Frank McBrearty Junior has refused to allow himself to be cross-examined by lawyers representing various gardaí and has walked out of the Morris Tribunal.

Mr McBrearty said he would not allow himself to be cross-examined by people who framed him unless he got legal aid.

He said that until Minister for Justice Michael McDowell gives him the same rights as the Garda Commissioner, the AGSI and the GRA, he will not allow any cross-examination.

The tribunal chairman told Mr McBrearty that he would have to go to the High Court  to direct Mr McBrearty to come back and give evidence.

Mr McBrearty was also told he could get a criminal conviction and was strongly advised to allow the cross-examination. 

Mr McBrearty said he was prepared to take the consequence and was sticking to his principles. He said he was prepared to go to jail for as long as it takes to get justice for him and his family.

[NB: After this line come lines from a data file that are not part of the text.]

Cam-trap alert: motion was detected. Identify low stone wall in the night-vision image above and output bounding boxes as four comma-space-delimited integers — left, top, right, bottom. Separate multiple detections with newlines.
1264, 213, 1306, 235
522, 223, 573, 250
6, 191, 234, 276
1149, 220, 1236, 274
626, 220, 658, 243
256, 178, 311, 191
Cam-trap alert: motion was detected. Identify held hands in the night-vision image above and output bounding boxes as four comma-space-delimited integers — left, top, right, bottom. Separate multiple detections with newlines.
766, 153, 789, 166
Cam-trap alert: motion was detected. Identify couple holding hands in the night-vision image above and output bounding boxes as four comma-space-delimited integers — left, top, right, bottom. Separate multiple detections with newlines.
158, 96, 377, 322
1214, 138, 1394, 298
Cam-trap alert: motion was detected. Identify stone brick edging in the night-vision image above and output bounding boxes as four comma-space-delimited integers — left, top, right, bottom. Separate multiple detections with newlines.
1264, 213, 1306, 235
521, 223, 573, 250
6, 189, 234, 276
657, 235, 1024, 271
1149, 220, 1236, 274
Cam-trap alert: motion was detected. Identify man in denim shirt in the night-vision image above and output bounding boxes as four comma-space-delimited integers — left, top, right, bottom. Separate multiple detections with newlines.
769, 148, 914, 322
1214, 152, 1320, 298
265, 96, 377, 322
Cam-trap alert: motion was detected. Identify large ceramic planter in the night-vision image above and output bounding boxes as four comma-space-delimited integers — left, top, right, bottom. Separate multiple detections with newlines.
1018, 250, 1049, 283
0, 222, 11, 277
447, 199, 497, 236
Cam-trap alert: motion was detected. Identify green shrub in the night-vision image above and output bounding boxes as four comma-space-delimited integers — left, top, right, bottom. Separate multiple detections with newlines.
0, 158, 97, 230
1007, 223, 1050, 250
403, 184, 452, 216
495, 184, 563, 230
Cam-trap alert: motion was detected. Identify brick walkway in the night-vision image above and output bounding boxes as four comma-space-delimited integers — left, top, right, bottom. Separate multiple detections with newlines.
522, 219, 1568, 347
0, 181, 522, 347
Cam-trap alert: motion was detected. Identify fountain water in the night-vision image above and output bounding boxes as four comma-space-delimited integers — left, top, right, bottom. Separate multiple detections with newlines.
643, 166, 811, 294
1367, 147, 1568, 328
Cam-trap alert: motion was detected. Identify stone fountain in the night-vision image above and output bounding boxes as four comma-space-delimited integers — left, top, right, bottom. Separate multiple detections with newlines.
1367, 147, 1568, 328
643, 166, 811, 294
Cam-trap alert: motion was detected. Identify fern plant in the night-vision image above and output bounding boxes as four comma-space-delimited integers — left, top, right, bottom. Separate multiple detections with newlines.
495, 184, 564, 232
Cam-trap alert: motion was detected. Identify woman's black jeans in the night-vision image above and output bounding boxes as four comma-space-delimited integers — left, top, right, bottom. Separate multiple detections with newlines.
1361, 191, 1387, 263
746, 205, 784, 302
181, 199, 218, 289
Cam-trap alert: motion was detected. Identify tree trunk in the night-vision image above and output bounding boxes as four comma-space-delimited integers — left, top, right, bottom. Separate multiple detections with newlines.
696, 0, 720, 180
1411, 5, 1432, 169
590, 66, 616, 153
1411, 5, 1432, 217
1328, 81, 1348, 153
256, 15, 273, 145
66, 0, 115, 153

He said that once Mr McDowell accedes to the fact that he has broken his constitutional rights and gives him legal aid he will allow himself to be cross-examined but not until then.

Tribunal views video

The tribunal earlier viewed a video of Mr McBrearty in custody in Letterkenny Garda Station in February 1997.

Mr McBrearty has claimed that something was deliberately erased from it. He said he would go home to Raphoe to get his copy of the video, and he wants the tribunal to play it in full.

Mr McBrearty was arrested in February 1997 in connection with an alleged assault, but he said he was questioned from the start about the death of Richie Barron.

Mr McBrearty admitted punching himself in the face four times saying 'He's assaulting me, he's assaulting me' in a desperate attempt to get out of an interrogation being conducted by Garda John O'Dowd who, he said, was physically abusing him.

'If I had a knife,' Mr McBrearty said, 'I would have cut my wrists to get out of that station because I wasn't going to suffer the same abuse I had last time.'

He told the tribunal he was hysterical and desperate and had some kind of a breakdown in the garda station and should have been put into a psychiatric ward. Mr McBrearty said he had two breakdowns after that.

He earlier told the tribunal that after his release from garda custody he walked for five or six miles to clear his head.

He then went to see his father but discovered he had gone to Dublin to see Labour TD Joan Burton.

The reason for this, he said, was because then and still to this day Donegal politicians turned blind eyes and deaf ears to this scandal.

He told the tribunal that he suffered post traumatic stress and had been severely humiliated in front of his children and the public.